Legal realists understand that the law can be influenced by the judge’s own experiences and the world around them, making the legal system more flexible and connected to what’s happening in people’s lives. Legal realism encouraged looking at the actual effects of laws on people’s lives and society, making the legal system more connected to people’s everyday experiences.
Before we explore different stages and core claims of legal realism, let’s answer the primary question, “What is legal realism?”
What is legal realism?
Legal realism is a way of thinking about the law that believes laws aren’t just strict rules but are connected to the real world. Unlike the idea that laws are fixed and logical, legal realists think that laws are influenced by what’s happening in society, like how people live, what they need, and what’s fair.
They trust the fact that to comprehend the law, you want to consider how it squeezes into individuals’ daily existences and how our general surroundings, including social, financial, and political elements, mold it. In this way, legitimate authenticity advises that regulations resemble living things, changing and adjusting to what’s happening.
Legal realism is a way of thinking about the law that says judges don’t just follow strict rules when they make decisions. Instead, they are influenced by their own feelings, beliefs, and experiences. Legal realists believe that judges use their intuition and think about what’s best for society when they make decisions.
This idea challenges the belief that the law is always objective and follows strict rules. Legal realism reminds us that judges, just like everyone else, can be influenced by their thoughts and feelings when making important legal choices.
Legal realism is like understanding that the law isn’t just about rules in a book; it’s influenced by what’s happening in society. Things like money, who has power, and what people in a particular culture think are important all affect how laws are made and used.
Legal realists also say that the people who work with the law, like lawyers and judges, play a big part in shaping it. They make daily decisions that can change how the law works. This way of thinking shows that the law is always changing and adapting to what’s happening in the world.

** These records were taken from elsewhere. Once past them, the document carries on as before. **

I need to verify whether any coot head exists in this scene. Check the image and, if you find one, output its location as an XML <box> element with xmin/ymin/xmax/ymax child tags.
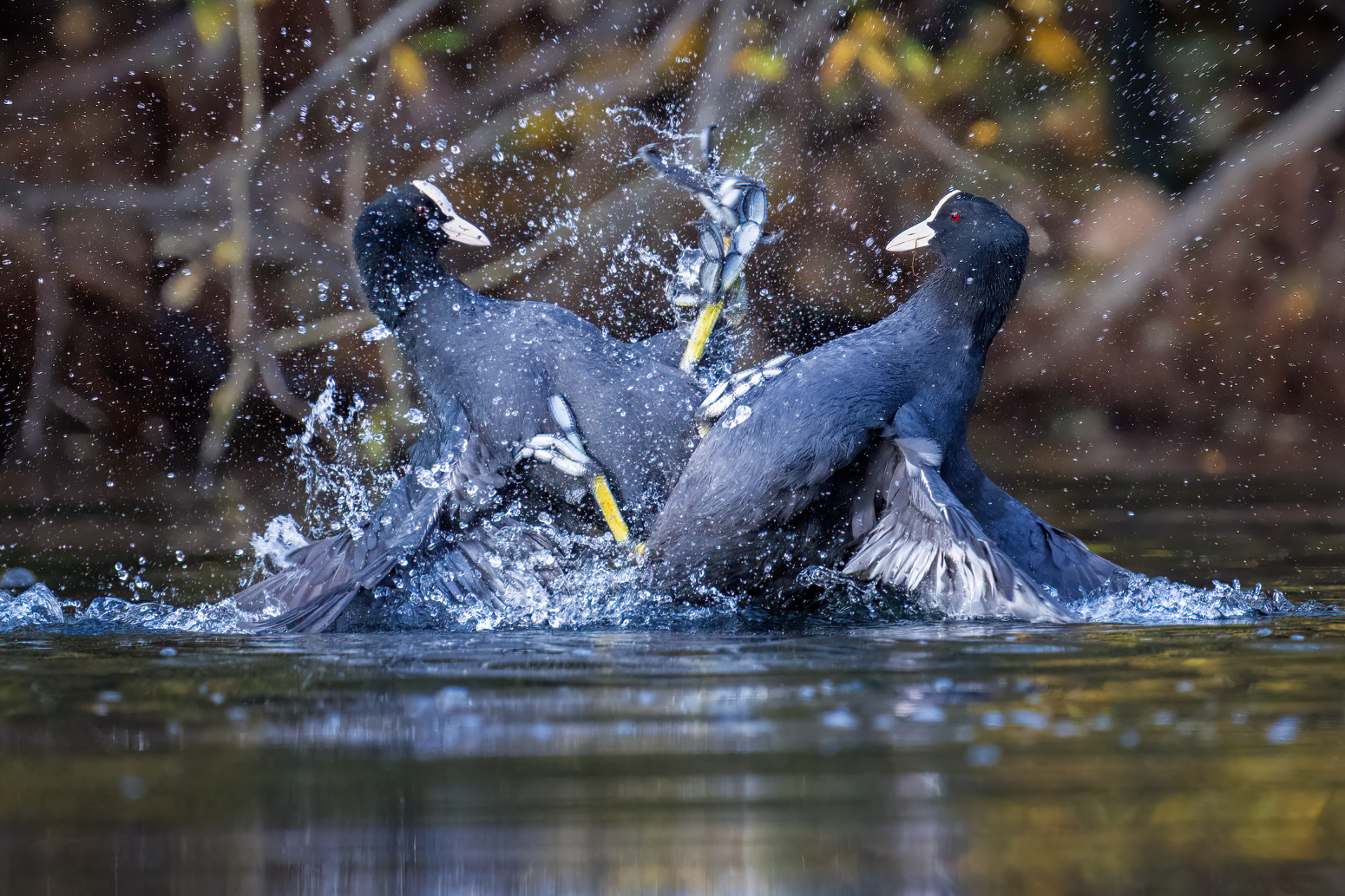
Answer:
<box><xmin>888</xmin><ymin>190</ymin><xmax>1027</xmax><ymax>264</ymax></box>
<box><xmin>354</xmin><ymin>180</ymin><xmax>491</xmax><ymax>328</ymax></box>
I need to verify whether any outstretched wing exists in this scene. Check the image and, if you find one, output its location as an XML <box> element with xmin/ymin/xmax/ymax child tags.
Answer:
<box><xmin>234</xmin><ymin>409</ymin><xmax>504</xmax><ymax>632</ymax></box>
<box><xmin>944</xmin><ymin>435</ymin><xmax>1128</xmax><ymax>600</ymax></box>
<box><xmin>843</xmin><ymin>439</ymin><xmax>1076</xmax><ymax>622</ymax></box>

How has legal realism evolved?
Legal realism, a way of thinking about laws, has grown and changed over the years. Think of it like a story that keeps getting new chapters. Each chapter talks about different things and adds new ideas to how we understand the law. So, legal realism isn’t just one idea. It’s a journey of thoughts and concepts people have explored and developed.
- Early legal realism (late 19th – early 20th century)

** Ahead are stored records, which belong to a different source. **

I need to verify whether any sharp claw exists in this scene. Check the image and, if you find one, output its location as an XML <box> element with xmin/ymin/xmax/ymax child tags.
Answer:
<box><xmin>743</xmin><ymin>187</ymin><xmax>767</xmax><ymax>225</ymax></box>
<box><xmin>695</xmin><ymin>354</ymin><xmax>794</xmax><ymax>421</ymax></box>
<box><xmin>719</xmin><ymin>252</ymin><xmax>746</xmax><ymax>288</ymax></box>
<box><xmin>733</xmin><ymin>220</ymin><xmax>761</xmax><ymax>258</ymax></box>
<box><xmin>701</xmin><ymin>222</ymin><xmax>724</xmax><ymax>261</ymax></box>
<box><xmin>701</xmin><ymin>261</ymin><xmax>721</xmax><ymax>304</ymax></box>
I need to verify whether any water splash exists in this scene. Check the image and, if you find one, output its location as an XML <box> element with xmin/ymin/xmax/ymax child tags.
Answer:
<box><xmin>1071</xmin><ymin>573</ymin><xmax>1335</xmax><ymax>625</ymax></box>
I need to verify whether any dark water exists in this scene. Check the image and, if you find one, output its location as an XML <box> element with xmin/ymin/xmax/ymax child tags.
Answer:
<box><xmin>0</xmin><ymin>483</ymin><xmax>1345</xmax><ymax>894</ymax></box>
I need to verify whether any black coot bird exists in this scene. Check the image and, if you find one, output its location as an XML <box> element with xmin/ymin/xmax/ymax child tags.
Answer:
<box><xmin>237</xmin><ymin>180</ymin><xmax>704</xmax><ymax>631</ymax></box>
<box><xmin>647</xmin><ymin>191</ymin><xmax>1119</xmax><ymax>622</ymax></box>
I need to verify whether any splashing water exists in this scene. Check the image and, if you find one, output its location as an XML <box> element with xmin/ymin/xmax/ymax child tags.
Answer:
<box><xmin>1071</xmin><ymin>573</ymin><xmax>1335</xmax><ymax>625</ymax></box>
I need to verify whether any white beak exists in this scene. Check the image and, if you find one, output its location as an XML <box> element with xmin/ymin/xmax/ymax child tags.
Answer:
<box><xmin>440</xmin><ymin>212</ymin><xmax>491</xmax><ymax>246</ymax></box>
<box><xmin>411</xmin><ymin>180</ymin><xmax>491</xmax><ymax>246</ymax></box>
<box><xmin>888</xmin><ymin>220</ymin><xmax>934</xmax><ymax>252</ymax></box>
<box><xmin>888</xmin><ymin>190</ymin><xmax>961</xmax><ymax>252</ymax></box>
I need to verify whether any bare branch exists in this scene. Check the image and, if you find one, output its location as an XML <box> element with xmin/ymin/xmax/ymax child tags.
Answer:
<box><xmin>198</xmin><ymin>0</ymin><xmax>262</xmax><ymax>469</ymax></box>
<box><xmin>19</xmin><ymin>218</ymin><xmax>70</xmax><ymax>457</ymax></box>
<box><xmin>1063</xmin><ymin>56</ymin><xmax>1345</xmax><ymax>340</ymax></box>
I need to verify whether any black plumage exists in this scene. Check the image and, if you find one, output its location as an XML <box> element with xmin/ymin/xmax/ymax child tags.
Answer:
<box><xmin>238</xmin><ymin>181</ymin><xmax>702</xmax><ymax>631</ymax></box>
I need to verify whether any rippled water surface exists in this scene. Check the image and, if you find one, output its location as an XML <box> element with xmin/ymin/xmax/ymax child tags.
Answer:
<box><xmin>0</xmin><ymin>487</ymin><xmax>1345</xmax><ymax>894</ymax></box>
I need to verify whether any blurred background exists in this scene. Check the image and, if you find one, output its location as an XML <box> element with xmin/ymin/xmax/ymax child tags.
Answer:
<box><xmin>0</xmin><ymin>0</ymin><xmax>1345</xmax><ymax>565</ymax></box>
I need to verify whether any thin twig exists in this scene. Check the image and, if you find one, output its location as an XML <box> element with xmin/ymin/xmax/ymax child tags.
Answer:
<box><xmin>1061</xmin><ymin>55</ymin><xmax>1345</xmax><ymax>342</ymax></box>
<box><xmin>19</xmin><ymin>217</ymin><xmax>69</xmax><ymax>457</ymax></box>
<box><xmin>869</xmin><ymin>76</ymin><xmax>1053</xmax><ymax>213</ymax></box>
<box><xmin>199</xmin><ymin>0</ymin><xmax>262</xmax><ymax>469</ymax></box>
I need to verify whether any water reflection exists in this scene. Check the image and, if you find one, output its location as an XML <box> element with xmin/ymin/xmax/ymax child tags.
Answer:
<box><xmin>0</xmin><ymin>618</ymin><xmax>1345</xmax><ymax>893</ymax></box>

- American legal realism (1920s – 1930s)
- Post-war and contemporary legal realism (the 1940s – present)
Early legal realism (late 19th – early 20th century):
Early legal realism started in the late 1900s and early 2000s, mainly in the United States. Back then, smart people like Oliver Wendell Holmes Jr. and Jerome Frank questioned the old way of thinking about laws. They said that judges, the people who make court decisions, are influenced by their own experiences and what’s happening in society.
In other words, they believed that laws are connected to the real world and how people live. This new way of thinking was a big change from how people used to see laws, and it laid the foundation for the modern legal realism we know today.
American legal realism (1920s – 1930s):
In the 1920s and 1930s, in the United States, some really smart people, like Karl Llewellyn, Felix Cohen, and Jerome Frank, were interested in understanding how laws work in real life. They didn’t just study rules on paper; they watched how courts and legal systems operated.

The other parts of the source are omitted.